The remuneration of vice-chancellors and other university senior management has been the source of much negative publicity. While the pay of the vast majority of university staff has seen a fall in real terms since the financial crisis, senior management pay in universities has seen significant rises.
Since the advent of the £9,000 tuition fee era, university income has grown considerably, but the benefits of these higher revenues arguably have been seen most clearly in new university buildings and higher senior management pay. There has been no trickle-down effect to others in the higher education sector.
This has led to accusations from staff and students that this is because of the personal greed of senior management, or poor governance. In reality, it is probably a mixture of both.
Vice-chancellors are apt to defend their remuneration on the grounds that they are in charge of large multimillion-pound organisations that employ tens of thousands of people and that their pay reflects what you would expect in companies of such size. The marketisation of higher education has had considerable side-effects, many of which were highly predictable.
Viewing education as a commodity and treating students – mistakenly – as customers have led to universities competing with one another for tuition fee income. This has, as journalist Kehinde Andrews pointed out, led to universities focusing on the financial bottom line, rewarding vice-chancellors and other senior management for staff cutbacks.
Unfortunately, these parallels with private sector organisations miss the point. Universities are usually charitable organisations with all the taxable benefits that this entails. Furthermore, private sector companies also face the requirements of the Corporate Governance Code, which guides boards of directors in the running of their companies.
The current code has rigorous guidelines on the setting of remuneration for senior management, and its first main principle states that “executive director” remuneration should be designed to promote the long-term success of the company. Performance-related elements should be “transparent, stretching and rigorously applied”.
In addition, it identifies that “the remuneration committee should judge where to position their company relative to other companies”.
“But they should use such comparisons with caution, in view of the risk of an upward ratchet of remuneration levels with no corresponding improvement in corporate and individual performance, and should avoid paying more than is necessary,” it says. “They should also be sensitive to pay and employment conditions elsewhere in the group, especially when determining annual salary increases.”
The second main principle states that there “should be a formal and transparent procedure for developing policy on executive remuneration and for fixing the remuneration packages of individual directors”, and that “no director should be involved in deciding his or her own remuneration”.
Evidence suggests that pay awards to vice-chancellors would not meet such requirements laid down in the code. Some three-quarters of vice-chancellors sit on the remuneration committees that determine their pay.

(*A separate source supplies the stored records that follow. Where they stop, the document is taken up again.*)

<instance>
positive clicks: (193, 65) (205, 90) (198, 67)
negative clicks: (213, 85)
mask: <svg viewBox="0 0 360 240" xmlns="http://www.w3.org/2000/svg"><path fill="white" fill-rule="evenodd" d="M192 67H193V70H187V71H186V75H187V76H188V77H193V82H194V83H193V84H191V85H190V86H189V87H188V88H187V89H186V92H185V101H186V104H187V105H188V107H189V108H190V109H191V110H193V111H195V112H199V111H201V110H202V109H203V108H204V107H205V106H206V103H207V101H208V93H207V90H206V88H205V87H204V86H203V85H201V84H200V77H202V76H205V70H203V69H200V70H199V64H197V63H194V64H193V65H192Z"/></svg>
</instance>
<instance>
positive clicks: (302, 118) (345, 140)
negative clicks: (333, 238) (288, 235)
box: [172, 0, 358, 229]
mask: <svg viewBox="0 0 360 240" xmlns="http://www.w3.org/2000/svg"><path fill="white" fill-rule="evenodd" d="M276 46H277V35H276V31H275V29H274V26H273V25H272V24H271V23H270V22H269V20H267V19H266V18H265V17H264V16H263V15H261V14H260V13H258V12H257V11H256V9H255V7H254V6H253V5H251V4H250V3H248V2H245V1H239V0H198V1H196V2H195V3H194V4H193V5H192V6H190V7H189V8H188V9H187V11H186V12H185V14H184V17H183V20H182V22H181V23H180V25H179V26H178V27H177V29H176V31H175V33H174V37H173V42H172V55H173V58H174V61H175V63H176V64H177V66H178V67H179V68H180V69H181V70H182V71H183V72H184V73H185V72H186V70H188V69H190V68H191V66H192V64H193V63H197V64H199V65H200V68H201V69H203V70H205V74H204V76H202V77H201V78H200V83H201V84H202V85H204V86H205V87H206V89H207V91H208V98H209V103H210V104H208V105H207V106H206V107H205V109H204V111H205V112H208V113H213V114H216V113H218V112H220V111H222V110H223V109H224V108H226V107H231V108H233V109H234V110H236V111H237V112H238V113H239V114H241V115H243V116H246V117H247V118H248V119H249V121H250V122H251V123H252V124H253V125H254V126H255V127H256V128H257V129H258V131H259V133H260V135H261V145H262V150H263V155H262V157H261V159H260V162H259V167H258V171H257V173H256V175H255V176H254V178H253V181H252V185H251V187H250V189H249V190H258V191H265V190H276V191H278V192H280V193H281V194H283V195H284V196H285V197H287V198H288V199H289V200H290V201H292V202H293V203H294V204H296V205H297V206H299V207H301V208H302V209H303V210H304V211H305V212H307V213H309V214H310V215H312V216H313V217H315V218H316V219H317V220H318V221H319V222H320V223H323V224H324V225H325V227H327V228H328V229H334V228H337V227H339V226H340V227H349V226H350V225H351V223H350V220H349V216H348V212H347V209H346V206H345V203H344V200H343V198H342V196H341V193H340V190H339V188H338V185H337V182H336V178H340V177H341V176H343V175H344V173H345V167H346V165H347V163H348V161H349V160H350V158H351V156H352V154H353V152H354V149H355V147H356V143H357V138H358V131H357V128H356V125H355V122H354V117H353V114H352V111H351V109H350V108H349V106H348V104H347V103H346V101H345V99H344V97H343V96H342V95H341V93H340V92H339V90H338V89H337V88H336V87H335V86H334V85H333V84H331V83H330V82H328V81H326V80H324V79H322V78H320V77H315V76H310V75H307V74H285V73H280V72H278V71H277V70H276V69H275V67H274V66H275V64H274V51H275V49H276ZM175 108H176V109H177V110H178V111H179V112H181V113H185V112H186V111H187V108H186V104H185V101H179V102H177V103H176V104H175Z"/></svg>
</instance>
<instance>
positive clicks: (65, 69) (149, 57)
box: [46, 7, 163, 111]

This is a clear conflict of interest, and even if they do not actually determine their own pay it gives them the opportunity to wield considerable influence and power.
Furthermore, the decisions of remuneration committees would not meet the transparency requirement in the code. The calculation of pay and, critically, the bonuses and pension contributions that vice-chancellors receive is usually done behind closed doors by the remuneration committee (without clear rules and guidelines available to the entire board – or other university stakeholders). Furthermore, with senior management pay rising much faster than that of other employees in the higher education sector, it would appear that remuneration committees and vice-chancellors are insensitive to the pay squeeze forced on their colleagues – including administrative, technical and manual staff.
Can vice-chancellors justify their pay when it is these staff who ensure the smooth running of the university and who have little direct impact on university activity? There are other issues to consider, too.
First, university governors are often volunteers, as with most charitable organisations, and the selection of these governors is critical to good governance. Selection of outside “independent” governors is an area in which powerful vice-chancellors can acquire people of like mind and thus influence board decisions.
Second, there are limited rules governing the time period that “independent” governors can sit on the board, opening them up to capture by powerful vice-chancellors so that there is less critical questioning in the boardroom. Both of these issues suggest that the introduction of a “remuneration code” in universities, as universities minister Jo Johnson has termed it, could focus on the selection of governors, and the length of time that they are allowed to sit on the board as well as issues surrounding remuneration.
I would favour a rule preventing v-cs from sitting on nomination committees as well as on remuneration committees, and also one placing a maximum time limit on outside governors sitting on the board to reduce the possibility of capture.
However, even with such rules it is incumbent on vice-chancellors to show greater awareness of the damage that these arguments around senior management remuneration are doing to the university sector, especially in the uncertain times facing higher education in the UK, and to act responsibly in accepting any pay rise while the majority of staff get little to no pay rise.
Stuart Farquhar is senior lecturer in the department of finance, accounting, systems and economics at the University of Wolverhampton.